AWS Certified Data Engineer – Associate (DEA-C01) — Question 176
A company saves customer data to an Amazon S3 bucket. The company uses server-side encryption with AWS KMS keys (SSE-KMS) to encrypt the bucket. The dataset includes personally identifiable information (PII) such as social security numbers and account details.
Data that is tagged as PII must be masked before the company uses customer data for analysis. Some users must have secure access to the PII data during the pre-processing phase. The company needs a low-maintenance solution to mask and secure the PII data throughout the entire engineering pipeline.

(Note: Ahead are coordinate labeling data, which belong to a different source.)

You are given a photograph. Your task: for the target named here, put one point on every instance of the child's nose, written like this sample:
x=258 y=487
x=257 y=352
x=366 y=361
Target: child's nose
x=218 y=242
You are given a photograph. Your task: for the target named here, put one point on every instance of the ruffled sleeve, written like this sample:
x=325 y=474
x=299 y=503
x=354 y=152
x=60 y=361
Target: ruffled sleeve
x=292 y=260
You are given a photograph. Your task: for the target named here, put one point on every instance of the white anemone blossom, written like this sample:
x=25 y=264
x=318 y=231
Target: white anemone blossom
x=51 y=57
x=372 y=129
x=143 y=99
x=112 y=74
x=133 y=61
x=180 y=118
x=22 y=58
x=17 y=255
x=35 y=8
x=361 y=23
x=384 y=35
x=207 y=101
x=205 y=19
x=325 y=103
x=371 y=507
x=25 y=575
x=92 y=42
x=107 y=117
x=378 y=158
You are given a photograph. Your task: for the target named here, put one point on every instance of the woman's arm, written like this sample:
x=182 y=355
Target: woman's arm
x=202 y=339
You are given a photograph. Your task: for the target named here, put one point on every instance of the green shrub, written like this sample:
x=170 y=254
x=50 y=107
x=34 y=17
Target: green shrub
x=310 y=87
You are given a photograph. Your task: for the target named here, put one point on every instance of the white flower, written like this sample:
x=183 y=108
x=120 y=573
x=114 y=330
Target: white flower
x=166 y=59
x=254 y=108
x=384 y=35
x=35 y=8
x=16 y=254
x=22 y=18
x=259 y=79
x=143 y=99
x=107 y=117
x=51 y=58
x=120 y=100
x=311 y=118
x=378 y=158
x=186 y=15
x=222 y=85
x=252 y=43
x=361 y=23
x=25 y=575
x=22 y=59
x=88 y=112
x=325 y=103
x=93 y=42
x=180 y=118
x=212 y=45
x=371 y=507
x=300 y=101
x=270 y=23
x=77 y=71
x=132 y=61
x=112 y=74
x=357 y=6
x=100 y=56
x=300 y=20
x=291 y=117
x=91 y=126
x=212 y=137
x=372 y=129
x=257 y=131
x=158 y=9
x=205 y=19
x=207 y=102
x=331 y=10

Which combination of solutions will meet these requirements? (Choose two.)
Answer options
- A. Use AWS Glue DataBrew to perform extract, transform, and load (ETL) tasks that mask the PII data before analysis.
- B. Use Amazon GuardDuty to monitor access patterns for the PII data that is used in the engineering pipeline.
- C. Configure an Amazon Macie discovery job for the S3 bucket.
- D. Use AWS Identity and Access Management (IAM) to manage permissions and to control access to the PII data.
- E. Write custom scripts in an application to mask the PII data and to control access.
Correct answer: A, D
Explanation
Option A is correct as AWS Glue DataBrew can efficiently handle ETL tasks and mask PII data before it is analyzed. Option D is also correct since AWS IAM provides a robust way to manage permissions and secure access to sensitive PII data. Options B, C, and E do not directly address the requirement for a low-maintenance solution for masking and securing PII data throughout the engineering pipeline.